Whatzup

The Horizontal World: Growing Up Wild in the Middle of Nowhere
By Debra Marquart, Counterpoint, 2006
colonseverywhere

By Evan Gillespie

      Debra Marquart’s memoir — ostensibly a story about herself— is fit neatly between images of her father. Near the book’s beginning, Marquart returns to her ancestral North Dakota home for her father’s funeral, and at the book’s end she once again confronts her father’s death. In between, Marquart looks forward and backward, examining her family’s roots and her own attempts to distance herself from familial traditions. Marquart was a rebellious girl, but having reached maturity she understands how essential her ancestors and the place they lived were to the formation of her character.

      Marquart reaches far back for the under-painting of her family portrait; the essential elements of her family history lie long prior to her forefathers’ settling on the North Dakota plain. The Marquarts had experienced some of the harshest of European environments. Ethnic Germans who fled the Rhine valley after the French revolution (they were royalists who might not have survived the post-revolutionary bloodbath), they ended up on the steppes of southern Russia, where the farming was difficult and the government was frightening, but at least there was a lot of land.

      Given the family’s history on the steppes it’s not surprising that they felt at home on the expansive grasslands of the American plains. Farming was not easy there either, but Marquart’s great-grandfather was very good at it. By the time of his death in 1937 he was hailed as the “Wheat King” of Logan County, and his farmlands stretched wide. Marquart’s grandfather and father became, in turn, stewards of the land, and Marquart herself grew up on the family farmstead.

      The responsibility required by the land is immense. Marquart writes of a farm childhood circumscribed by chores. Dairy cows had to be milked every morning and evening; dairy farmers, Marquart recalls, could never travel so far from home that they couldn’t make it back by five in the afternoon. Farm kids worked hard, either because they were being groomed to one day take over the business, as was the case with Marquart’s brother, or because their parents simply made them work hard, as was the case with Marquart. In any case, farm kids had to work hard because their families depended on them. The land was unforgiving, and every bit of available labor was required to coax a saleable crop from the soil.
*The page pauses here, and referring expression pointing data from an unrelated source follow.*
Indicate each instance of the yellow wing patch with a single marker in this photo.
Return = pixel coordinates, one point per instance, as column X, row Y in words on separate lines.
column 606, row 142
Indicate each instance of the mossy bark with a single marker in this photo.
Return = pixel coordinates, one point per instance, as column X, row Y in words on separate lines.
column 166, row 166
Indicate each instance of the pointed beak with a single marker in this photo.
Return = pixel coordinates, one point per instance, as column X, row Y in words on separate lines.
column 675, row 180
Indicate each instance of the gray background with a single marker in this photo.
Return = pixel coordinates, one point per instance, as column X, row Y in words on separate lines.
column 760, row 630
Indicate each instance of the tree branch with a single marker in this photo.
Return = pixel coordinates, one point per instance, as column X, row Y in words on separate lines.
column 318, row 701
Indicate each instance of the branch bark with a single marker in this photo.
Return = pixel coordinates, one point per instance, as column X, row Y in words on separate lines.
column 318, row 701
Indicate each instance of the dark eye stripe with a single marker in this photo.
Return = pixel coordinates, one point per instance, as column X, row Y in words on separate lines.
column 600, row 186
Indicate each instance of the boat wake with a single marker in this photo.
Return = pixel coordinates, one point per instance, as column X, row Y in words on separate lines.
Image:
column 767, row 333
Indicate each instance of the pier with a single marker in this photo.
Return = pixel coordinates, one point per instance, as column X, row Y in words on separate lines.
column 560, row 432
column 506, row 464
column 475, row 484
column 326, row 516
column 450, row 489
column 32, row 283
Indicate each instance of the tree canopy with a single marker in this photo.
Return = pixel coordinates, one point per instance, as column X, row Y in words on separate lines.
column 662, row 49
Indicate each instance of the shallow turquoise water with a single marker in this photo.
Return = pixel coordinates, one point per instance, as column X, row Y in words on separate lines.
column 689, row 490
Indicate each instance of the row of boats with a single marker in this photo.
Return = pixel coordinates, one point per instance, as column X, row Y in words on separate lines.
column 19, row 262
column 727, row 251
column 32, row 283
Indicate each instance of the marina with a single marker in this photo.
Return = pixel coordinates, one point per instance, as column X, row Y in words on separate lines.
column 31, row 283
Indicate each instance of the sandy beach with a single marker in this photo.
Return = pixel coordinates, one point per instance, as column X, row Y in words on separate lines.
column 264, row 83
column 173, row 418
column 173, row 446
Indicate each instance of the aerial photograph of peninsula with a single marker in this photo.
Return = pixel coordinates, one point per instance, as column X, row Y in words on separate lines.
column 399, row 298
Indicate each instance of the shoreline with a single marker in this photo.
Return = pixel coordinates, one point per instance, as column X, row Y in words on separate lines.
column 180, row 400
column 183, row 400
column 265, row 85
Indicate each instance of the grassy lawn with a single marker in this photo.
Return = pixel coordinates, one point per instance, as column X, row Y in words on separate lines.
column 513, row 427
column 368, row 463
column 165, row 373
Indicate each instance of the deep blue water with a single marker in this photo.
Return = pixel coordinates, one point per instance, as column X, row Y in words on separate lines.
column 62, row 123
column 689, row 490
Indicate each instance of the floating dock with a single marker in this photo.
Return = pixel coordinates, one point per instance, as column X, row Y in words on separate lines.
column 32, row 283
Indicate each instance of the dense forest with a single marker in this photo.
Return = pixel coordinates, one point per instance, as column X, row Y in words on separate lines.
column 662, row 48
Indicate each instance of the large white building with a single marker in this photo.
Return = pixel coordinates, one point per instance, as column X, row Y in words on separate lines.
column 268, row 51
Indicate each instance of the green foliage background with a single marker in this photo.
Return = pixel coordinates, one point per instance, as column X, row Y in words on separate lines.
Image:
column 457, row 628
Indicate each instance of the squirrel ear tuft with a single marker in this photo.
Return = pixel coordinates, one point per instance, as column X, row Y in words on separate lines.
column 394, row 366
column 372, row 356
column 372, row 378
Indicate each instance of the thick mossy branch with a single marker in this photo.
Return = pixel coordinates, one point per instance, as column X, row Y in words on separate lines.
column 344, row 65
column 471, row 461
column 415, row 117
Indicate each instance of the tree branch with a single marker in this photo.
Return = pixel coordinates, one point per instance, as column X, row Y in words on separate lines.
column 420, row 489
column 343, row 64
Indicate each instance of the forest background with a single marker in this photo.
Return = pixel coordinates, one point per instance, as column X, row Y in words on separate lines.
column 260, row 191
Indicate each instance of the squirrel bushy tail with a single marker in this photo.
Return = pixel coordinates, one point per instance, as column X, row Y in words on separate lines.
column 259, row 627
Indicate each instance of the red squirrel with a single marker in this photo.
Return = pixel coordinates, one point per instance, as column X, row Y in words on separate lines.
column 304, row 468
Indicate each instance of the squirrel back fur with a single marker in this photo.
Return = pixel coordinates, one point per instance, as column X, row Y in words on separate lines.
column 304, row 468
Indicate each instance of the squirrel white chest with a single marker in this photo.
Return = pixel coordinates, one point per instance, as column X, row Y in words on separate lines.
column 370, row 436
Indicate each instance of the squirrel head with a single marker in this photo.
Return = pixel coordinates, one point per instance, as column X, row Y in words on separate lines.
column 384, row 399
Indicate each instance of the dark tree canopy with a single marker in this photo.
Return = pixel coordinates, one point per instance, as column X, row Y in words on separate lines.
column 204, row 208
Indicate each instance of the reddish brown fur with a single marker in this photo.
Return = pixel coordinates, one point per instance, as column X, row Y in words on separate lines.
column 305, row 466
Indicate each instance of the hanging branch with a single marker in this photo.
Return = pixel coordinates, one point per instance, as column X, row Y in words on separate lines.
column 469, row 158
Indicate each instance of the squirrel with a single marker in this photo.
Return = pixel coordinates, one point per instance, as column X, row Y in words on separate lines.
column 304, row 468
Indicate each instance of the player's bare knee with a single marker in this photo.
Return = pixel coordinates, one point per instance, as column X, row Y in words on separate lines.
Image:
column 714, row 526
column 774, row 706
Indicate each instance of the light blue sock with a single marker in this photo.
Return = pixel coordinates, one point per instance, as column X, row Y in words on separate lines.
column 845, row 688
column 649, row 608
      Marquart was no lover of farm life. From the beginning she knew she wanted out of the claustrophobic German community, an insular place that had released almost no one to the outside world other than Lawrence Welk (who was, perhaps not unexpectedly considering the tight knit of the community, Marquart’s distant cousin). Her rebellion at first took the standard course for teenage farm kids; she flitted around town, smoking a lot and fooling around with construction workers who were just passing through. But eventually she pushed the acting out to an anti-farm extreme: she joined a heavy metal band and toured around the countryside in an unreliable van. Her father was understandably upset.

      Life on the road turned out to be not so much easier than life on the farm. Lack of money, nasty living conditions, an unwise relationship with a married guitarist, and a whole host of bad choices made Marquart ultimately understand that life is tough all over and that her parents weren’t necessarily fools if they had given up dreams of living off something other than the land.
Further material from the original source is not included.